The first thing that I have to say is that science of time travel in this film made it seem realistic and pretty plausible. All throughout the process of building the machine, I bought everything that Adam and David were saying about the machine. Then once we finished the testing phase, we saw probably the most violent depiction of time jumping that I’ve seen. We’re not in the safety of the TARDIS or the DeLorean where you’re not knocked out upon arriving at your destination. Seeing this new approach to a tried and true trope was a nice distraction from the jarring found footage style. And speaking of other depictions I’ve seen, I loved the references to other time travel movies like ‘Looper’ and ‘Bill & Ted’s Excellent Adventure’ in the movie.
Another charming aspect of the film was its stars. The cast, though relatively unknown, was very likeable. Despite the show being panned by fans, I enjoyed the American remake of ‘Skins’ for what it was and I’m glad that Sofia Black-D’Elia found something awesome afterwards. Her chemistry with Jonny Weston was off the charts and they both showed a nice range in their acting ability when they went from the music festival to the scene in the driveway before everything goes to hell.
The script was cute too. I like how it was almost like a mix of ‘About Time,’ ‘Interstellar,’ and ‘Hot Tub Time Machine,,except not as good in most areas. It was basically a teen movie with time travel and a more serious tone.

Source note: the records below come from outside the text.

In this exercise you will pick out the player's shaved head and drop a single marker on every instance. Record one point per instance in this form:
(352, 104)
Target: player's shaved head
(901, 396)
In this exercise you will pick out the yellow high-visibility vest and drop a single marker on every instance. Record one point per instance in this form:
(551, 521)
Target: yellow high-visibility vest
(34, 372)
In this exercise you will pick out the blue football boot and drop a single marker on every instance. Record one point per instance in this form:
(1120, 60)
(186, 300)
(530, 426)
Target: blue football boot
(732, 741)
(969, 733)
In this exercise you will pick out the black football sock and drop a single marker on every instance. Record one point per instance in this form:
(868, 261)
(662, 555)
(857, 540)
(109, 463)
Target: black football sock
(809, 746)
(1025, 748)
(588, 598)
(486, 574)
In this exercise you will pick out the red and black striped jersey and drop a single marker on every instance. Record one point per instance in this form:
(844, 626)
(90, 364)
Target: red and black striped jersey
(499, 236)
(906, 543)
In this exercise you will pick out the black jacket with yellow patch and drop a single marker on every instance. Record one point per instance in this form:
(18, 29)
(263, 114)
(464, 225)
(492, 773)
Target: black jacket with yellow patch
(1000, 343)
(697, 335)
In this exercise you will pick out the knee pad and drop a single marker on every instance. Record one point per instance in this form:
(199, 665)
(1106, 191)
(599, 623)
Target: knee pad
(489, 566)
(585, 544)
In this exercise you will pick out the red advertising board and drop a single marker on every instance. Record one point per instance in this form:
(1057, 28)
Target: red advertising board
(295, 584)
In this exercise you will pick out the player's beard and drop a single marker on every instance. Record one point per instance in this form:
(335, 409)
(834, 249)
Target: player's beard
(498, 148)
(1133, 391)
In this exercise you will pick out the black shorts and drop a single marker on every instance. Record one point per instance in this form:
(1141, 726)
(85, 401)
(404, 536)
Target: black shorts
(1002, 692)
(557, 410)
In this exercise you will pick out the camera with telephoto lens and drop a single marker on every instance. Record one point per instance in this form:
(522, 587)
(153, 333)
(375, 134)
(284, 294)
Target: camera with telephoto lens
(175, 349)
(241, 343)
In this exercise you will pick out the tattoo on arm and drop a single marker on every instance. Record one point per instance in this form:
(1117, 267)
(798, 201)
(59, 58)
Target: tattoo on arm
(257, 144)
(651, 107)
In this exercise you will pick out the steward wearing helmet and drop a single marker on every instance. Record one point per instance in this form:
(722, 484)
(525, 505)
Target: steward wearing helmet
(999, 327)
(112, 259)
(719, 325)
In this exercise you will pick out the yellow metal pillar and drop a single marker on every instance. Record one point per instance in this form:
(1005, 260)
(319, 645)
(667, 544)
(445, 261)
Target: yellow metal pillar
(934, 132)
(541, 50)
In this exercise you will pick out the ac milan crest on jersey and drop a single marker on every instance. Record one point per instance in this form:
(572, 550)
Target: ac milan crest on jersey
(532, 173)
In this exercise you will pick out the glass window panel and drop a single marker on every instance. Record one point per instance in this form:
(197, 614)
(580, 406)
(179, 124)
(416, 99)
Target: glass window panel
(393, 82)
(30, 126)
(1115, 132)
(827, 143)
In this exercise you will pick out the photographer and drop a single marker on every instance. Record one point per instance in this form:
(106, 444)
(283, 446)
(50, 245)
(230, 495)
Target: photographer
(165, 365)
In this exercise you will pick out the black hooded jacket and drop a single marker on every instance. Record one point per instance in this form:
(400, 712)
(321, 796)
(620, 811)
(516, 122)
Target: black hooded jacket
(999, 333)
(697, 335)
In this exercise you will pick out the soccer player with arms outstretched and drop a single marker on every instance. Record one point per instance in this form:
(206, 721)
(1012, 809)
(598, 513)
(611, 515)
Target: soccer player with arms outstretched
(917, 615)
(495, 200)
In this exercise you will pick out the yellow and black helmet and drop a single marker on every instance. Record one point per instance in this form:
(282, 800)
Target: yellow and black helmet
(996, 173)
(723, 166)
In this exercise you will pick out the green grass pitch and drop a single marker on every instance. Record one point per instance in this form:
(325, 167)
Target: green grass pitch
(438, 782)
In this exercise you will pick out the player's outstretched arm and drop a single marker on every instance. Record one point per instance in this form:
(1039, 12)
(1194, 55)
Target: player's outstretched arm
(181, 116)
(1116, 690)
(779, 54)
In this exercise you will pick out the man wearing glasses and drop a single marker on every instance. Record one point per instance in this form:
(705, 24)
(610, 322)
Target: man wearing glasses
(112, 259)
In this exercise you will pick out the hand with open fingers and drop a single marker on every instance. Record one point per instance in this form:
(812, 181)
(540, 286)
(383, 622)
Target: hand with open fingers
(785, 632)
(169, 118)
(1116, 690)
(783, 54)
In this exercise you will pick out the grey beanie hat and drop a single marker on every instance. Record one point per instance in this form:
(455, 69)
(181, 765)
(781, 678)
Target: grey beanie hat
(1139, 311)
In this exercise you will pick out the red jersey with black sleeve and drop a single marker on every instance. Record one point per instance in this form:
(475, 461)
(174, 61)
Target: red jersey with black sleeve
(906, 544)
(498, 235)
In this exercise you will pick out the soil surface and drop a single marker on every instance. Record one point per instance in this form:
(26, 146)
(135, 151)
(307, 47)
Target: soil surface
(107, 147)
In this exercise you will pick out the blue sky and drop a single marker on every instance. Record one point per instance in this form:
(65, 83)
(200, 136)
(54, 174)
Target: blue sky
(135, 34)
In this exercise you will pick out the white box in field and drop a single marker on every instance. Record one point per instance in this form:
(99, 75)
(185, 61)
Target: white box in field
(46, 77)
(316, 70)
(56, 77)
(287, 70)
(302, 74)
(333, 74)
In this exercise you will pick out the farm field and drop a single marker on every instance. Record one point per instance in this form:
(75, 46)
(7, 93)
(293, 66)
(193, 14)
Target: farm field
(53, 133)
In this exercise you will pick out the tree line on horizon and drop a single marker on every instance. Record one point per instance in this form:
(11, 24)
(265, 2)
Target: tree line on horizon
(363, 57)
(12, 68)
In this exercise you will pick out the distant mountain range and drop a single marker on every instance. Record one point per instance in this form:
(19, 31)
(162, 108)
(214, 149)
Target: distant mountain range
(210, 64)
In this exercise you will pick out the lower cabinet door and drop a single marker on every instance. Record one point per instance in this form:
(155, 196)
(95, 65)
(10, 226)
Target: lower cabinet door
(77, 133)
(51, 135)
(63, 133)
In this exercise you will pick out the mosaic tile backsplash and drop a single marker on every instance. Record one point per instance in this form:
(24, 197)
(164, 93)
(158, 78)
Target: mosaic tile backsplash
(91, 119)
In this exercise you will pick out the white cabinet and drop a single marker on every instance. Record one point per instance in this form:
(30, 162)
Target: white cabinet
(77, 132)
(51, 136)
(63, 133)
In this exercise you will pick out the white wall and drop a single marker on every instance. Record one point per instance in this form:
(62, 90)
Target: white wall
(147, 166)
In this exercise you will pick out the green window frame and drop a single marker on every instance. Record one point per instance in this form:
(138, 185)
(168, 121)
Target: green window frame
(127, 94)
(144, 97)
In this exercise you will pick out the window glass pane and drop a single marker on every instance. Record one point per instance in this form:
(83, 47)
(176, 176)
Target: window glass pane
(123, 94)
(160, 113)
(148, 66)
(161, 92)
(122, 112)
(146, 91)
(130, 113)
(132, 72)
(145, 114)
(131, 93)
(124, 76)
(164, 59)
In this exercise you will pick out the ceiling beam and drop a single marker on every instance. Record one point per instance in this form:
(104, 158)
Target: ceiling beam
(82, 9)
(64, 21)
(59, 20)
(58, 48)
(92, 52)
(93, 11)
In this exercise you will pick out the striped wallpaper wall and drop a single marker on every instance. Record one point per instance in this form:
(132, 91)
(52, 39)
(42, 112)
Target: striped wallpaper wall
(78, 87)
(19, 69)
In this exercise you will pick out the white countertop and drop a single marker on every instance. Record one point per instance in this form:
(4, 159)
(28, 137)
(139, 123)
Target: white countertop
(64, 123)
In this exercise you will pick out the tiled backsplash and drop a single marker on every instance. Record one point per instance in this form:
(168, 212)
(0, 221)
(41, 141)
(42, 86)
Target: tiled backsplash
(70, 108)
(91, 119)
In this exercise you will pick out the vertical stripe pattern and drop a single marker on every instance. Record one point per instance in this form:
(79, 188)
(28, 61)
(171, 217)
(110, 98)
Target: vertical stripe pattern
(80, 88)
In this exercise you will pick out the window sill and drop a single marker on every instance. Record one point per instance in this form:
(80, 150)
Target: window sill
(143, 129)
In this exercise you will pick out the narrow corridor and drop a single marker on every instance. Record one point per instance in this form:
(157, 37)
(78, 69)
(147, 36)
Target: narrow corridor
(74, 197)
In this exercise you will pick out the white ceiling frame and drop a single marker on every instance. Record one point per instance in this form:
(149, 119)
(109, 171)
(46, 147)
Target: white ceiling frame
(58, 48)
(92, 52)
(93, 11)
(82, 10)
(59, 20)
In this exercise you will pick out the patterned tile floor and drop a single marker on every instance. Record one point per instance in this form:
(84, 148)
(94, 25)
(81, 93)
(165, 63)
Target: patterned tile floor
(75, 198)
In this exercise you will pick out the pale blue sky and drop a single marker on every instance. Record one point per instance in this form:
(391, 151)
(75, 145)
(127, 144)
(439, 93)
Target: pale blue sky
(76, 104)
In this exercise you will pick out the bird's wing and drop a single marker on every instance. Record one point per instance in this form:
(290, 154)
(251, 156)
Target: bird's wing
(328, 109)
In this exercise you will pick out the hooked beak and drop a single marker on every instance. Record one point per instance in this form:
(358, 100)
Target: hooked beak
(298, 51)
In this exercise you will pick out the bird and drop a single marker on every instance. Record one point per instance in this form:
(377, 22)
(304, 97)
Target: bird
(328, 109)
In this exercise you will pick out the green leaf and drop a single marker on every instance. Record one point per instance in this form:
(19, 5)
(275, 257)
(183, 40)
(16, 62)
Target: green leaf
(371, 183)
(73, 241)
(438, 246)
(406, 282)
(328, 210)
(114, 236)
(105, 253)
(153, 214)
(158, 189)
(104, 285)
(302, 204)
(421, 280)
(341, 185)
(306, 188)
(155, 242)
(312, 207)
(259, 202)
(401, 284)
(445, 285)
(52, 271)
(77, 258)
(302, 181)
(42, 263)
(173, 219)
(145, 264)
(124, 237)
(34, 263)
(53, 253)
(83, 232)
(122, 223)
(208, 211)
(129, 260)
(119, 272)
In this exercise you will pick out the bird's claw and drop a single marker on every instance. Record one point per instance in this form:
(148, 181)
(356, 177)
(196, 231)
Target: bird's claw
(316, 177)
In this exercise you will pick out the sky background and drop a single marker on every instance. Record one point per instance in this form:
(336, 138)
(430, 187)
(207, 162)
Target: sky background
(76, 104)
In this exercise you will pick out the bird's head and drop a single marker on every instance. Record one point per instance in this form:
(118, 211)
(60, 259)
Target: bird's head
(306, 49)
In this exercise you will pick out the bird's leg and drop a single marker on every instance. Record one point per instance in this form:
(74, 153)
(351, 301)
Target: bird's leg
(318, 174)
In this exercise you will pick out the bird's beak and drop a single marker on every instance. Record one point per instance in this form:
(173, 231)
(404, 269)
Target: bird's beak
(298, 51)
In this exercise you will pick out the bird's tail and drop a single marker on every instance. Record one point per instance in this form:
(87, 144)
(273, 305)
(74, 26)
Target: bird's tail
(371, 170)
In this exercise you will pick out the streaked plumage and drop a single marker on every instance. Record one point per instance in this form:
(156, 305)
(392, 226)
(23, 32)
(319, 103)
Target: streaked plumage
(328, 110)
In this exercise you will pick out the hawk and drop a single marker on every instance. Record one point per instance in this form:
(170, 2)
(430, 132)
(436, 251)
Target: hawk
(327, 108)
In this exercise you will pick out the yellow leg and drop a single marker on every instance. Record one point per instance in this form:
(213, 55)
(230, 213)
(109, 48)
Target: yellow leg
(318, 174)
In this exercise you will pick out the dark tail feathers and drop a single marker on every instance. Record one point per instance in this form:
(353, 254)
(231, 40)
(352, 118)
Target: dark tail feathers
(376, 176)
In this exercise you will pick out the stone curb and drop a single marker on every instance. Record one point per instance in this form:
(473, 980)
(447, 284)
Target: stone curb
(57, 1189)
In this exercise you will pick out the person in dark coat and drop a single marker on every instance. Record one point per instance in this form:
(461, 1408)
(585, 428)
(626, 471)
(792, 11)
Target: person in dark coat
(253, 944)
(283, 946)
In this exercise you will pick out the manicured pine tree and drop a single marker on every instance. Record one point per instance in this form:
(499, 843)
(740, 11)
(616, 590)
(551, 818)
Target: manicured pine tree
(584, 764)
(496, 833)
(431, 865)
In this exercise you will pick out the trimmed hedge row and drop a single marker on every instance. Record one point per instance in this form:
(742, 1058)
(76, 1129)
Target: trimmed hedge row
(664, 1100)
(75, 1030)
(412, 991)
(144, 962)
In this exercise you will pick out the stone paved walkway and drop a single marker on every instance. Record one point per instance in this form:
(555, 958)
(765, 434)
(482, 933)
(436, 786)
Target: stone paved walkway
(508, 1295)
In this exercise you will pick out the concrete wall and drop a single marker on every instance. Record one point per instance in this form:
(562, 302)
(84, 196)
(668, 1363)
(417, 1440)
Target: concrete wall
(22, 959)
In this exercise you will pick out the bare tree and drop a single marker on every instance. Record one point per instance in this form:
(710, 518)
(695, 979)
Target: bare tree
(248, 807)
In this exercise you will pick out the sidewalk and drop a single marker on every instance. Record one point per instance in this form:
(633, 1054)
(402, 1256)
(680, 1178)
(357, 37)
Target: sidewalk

The first half up until David’s plight to fix everything himself really drew me in and made me care about the characters, however, parts of the second half seemed a little lazy. Maybe I watch too much ‘Doctor Who,’ but I had to stop and think about the logistics of time travel in this universe on more than one occasion because I was under the impression that if a person interacted with themselves, then it would result in a paradox and that person would be wiped from existence. I won’t go any further at risk of spoilers, but the resolution seemed a little too convenient and didn’t exactly match the level of scientific explanation that existed throughout the film up until this point. The writer knew what the endgame had to be, but he ran out of gas on the last few pages and said screw it.
That aside, ‘Project Almanac’ was still a lot more fun than I expected and I’m glad that I put it on my most anticipated list. Though the film utilized the sometimes overplayed found footage style, the characters and the story kept it all going. The script built everything up enough that you cared about how it ended, despite some inconsistencies towards the end. I’d say check it out in theaters if you’re interested in a cool new twist on the time travel genre. It’s not award-winning, genre-defying, or ground-breaking, but it was fun enough to rewatch on Netflix eventually.